Silent Spring Institute

DetoxMe app 

Silent Spring’s Detox Me app is a clean lifestyle guide that walks you through simple, research-based tips on how to reduce exposure to toxic chemicals where you live, work, and play. The free mobile app draws on more than 20 years of research by Silent Spring Institute on the health risks associated with toxic chemicals in our everyday environment, turning this vast knowledge into practical advice for healthier living.

PFAS Central

PFAS Central: Find a list of PFAS-free products here. PFAS Central provides current and curated information about PFAS, including press, peer-reviewed scientific articles, meetings, job listings, and consumer information. 

Continue learning about chemicals, the environment, and human health.

  • Collaborative for Health and Environment - CHE amplifies the latest, peer-reviewed science to support changes in policy and practice that protect people and the planet. Check out their Toxicant and Disease Database for literature on specific contaminants and their impact on health, as well as these factsheets

  • The Cancer Free Economy Network - CFE is a dynamic network of diverse teams, experts and stakeholders from the environmental, social justice, health, science, policy, legal, labor, business and communications sectors working together to prevent cancer and accelerate progress towards a healthy, regenerative and equitable economy for all. 

  • The Children’s Environmental Health Network - CEHN is a national multi-disciplinary organization whose mission is to protect the developing child from environmental health hazards and promote a healthier environment. In addition to CEEE’s Good Neighbor Iowa initiative, CEHN’s course, Eco-Healthy Child Care, is a very useful resource for child care professionals who want to improve the environment of the children for which they care. Please reach out to the Environmental Health Program Director to request a scholarship to take the course. 

  • Center for Health Effects of Environmental Contamination - CHEEC is a multidisciplinary environmental health research center composed of faculty and researchers located in the University of Iowa Colleges of Public Health, Engineering, and Liberal Arts and Sciences, and State Hygienic Laboratory. CHEEC supports and conducts research to identify, measure and study adverse health outcomes related to exposure to environmental toxins. 

  • The Silent Spring Institute - Silent Spring Institute is a mission-driven scientific research organization dedicated to uncovering the environmental causes of breast cancer. Their work advances science on the links between environmental chemicals and women's health and supports the development of safer chemicals, market shift away from toxics in products, and more health-protective regulatory policies. 

  • PFAS Central - PFAS, sometimes referred to as PFCs or highly fluorinated chemicals, are used in many consumer products and industrial applications because of their oil-, stain-, and water-repellent properties. Examples of chemicals in this class include PFOA, PFOS, and more than 3000 related compounds. 

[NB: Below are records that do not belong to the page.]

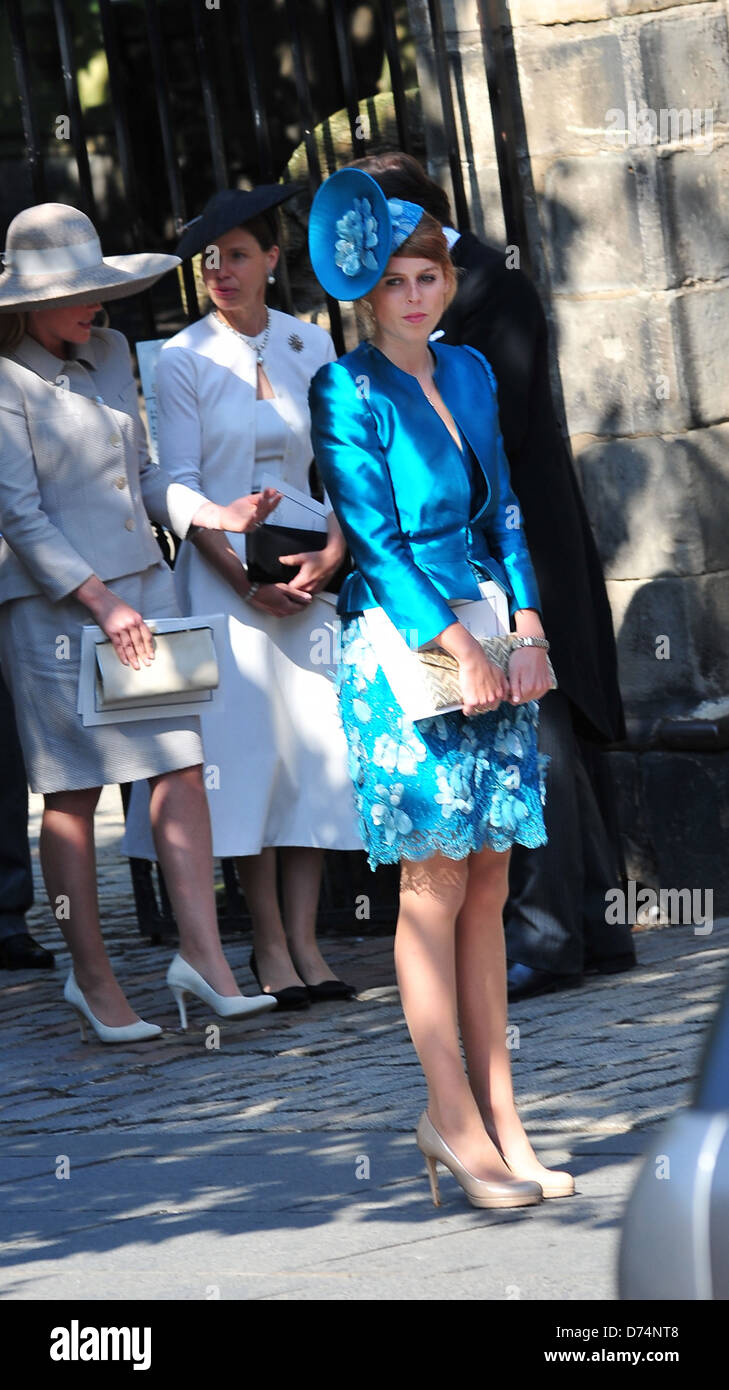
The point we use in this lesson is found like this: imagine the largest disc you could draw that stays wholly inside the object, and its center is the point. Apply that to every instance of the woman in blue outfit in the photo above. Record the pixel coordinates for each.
(408, 442)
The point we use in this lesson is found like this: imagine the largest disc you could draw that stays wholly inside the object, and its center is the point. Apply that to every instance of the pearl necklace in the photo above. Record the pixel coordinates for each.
(258, 346)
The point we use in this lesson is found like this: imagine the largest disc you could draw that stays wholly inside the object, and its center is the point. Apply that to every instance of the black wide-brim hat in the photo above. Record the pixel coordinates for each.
(227, 209)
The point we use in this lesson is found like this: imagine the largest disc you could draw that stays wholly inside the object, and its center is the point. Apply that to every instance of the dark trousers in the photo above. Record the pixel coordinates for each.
(15, 875)
(555, 913)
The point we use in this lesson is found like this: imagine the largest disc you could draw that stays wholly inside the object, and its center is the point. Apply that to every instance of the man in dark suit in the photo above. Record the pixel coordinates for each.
(555, 913)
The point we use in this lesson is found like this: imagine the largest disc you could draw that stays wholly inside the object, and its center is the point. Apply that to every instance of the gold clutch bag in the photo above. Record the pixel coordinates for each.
(185, 663)
(440, 667)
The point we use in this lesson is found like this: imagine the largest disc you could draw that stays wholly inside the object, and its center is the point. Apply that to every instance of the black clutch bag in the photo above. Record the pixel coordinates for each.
(266, 544)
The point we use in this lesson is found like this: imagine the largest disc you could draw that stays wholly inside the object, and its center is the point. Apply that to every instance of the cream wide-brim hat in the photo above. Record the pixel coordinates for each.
(53, 257)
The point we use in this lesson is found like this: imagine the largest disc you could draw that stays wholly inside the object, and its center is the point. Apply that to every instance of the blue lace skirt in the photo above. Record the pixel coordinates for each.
(450, 786)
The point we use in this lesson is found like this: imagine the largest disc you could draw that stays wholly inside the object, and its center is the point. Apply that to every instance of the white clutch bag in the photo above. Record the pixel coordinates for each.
(184, 663)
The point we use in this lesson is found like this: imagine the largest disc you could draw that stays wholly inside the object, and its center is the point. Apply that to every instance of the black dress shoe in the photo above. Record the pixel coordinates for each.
(21, 952)
(611, 965)
(294, 997)
(523, 982)
(330, 990)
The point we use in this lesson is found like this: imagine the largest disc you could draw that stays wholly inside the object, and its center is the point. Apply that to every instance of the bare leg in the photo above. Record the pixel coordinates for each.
(482, 1005)
(181, 829)
(302, 883)
(273, 959)
(431, 895)
(68, 861)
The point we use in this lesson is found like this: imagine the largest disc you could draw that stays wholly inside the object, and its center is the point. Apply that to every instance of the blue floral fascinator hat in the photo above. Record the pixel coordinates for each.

  • Pesticide Action Network of North America - PAN uses grassroots science, strategic communications and coalition organizing to build power with communities across the U.S. and around the world to confront the harms of industrial agriculture and build solutions. They are one of five regional centers who cooperate to transform systems of food and farming across the globe.

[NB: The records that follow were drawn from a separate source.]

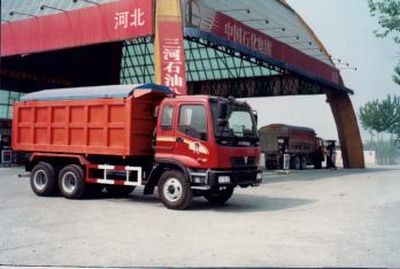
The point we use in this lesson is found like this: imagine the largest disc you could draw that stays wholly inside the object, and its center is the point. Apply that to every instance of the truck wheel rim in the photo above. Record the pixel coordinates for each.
(40, 179)
(69, 182)
(172, 189)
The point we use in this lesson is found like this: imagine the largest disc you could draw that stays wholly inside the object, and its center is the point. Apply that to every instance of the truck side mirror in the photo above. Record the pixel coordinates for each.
(222, 122)
(255, 114)
(223, 111)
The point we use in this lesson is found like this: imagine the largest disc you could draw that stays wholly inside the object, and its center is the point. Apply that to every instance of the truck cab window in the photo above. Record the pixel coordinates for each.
(166, 118)
(193, 121)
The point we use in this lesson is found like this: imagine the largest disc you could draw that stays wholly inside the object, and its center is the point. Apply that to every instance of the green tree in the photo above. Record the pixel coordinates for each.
(382, 117)
(388, 14)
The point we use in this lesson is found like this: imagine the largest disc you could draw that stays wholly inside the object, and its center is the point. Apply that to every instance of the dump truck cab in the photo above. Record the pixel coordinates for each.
(214, 138)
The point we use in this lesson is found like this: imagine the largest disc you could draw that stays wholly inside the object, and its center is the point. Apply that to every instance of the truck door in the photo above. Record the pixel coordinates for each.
(165, 133)
(192, 135)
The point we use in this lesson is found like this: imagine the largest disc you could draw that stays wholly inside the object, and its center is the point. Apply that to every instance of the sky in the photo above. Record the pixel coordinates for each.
(345, 27)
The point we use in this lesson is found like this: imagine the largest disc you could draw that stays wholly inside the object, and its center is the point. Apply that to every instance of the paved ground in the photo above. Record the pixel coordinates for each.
(309, 218)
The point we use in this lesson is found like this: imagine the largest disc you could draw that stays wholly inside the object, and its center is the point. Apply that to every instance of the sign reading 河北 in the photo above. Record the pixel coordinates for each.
(118, 20)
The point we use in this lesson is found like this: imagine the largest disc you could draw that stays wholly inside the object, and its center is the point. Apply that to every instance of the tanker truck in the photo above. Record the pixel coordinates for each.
(300, 143)
(84, 140)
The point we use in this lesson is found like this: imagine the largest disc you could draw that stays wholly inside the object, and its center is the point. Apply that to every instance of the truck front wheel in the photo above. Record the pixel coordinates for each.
(219, 197)
(174, 190)
(71, 182)
(43, 179)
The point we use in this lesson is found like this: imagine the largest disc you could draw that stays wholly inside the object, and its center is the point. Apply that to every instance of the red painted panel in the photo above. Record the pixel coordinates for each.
(119, 20)
(172, 56)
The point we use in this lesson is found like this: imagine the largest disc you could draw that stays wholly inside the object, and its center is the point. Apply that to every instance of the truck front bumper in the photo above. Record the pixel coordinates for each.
(219, 178)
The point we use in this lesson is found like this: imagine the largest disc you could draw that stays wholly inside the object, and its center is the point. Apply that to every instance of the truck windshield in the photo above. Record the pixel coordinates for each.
(234, 123)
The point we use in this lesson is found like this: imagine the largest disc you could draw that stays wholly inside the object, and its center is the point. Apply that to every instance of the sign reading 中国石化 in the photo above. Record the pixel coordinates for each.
(113, 21)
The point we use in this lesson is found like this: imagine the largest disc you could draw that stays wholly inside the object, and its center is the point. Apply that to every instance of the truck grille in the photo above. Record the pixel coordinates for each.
(241, 161)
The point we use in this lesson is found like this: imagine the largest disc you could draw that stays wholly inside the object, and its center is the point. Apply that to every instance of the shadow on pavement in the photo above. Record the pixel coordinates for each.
(242, 203)
(323, 174)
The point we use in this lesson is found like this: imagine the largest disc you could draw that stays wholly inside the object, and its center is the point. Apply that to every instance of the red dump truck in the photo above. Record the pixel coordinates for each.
(82, 140)
(301, 143)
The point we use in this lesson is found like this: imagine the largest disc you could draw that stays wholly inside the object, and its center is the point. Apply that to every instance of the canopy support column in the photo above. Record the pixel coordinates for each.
(348, 131)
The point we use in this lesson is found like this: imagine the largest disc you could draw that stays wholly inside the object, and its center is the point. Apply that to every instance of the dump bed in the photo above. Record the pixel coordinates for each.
(105, 120)
(300, 139)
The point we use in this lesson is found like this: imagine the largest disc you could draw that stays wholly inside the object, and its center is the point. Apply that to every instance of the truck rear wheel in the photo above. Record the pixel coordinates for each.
(71, 182)
(174, 190)
(219, 197)
(43, 179)
(116, 190)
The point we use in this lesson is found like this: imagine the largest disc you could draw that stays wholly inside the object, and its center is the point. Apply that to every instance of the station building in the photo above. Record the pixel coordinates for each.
(240, 48)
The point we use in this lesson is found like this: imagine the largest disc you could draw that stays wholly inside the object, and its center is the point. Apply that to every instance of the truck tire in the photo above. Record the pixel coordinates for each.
(219, 197)
(71, 182)
(174, 190)
(303, 162)
(43, 179)
(119, 191)
(296, 163)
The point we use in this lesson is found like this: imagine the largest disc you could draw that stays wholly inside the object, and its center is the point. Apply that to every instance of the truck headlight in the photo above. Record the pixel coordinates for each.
(224, 179)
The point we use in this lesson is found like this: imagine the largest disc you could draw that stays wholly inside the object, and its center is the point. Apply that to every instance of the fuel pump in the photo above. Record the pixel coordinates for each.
(331, 154)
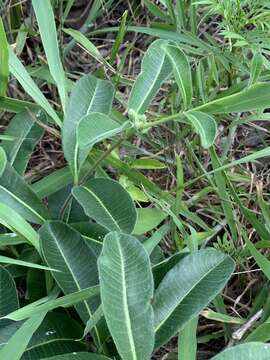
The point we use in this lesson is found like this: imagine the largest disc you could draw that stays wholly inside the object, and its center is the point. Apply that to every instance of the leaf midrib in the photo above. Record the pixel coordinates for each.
(187, 294)
(125, 302)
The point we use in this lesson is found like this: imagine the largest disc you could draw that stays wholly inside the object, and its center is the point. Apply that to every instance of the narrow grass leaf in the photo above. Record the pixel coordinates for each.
(45, 17)
(18, 195)
(63, 301)
(89, 95)
(4, 67)
(16, 346)
(187, 288)
(96, 127)
(21, 74)
(253, 98)
(8, 294)
(249, 351)
(182, 72)
(204, 125)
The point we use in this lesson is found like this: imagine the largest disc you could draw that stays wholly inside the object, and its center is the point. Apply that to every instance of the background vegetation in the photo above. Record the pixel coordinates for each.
(134, 179)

  • Heartland Health Research Alliance - HHRA studies how food and farming impacts the health of people and the planet, supports research to determine whether widely-used weed-killing herbicides affect reproductive and children’s health, and shares data and scientifically sound findings to equip farmers, the food industry, and policy makers to adopt farming-system practices that promote the health of people and the planet. An especially useful tool is the Heartland Study’s Project Bibliography where you can browse the extensive body of literature linking pesticides with negative health impacts, as well as the Dietary Risks Index -- developed to determine which food-pesticide combinations account for the most worrisome risks in the food supply, and which do not.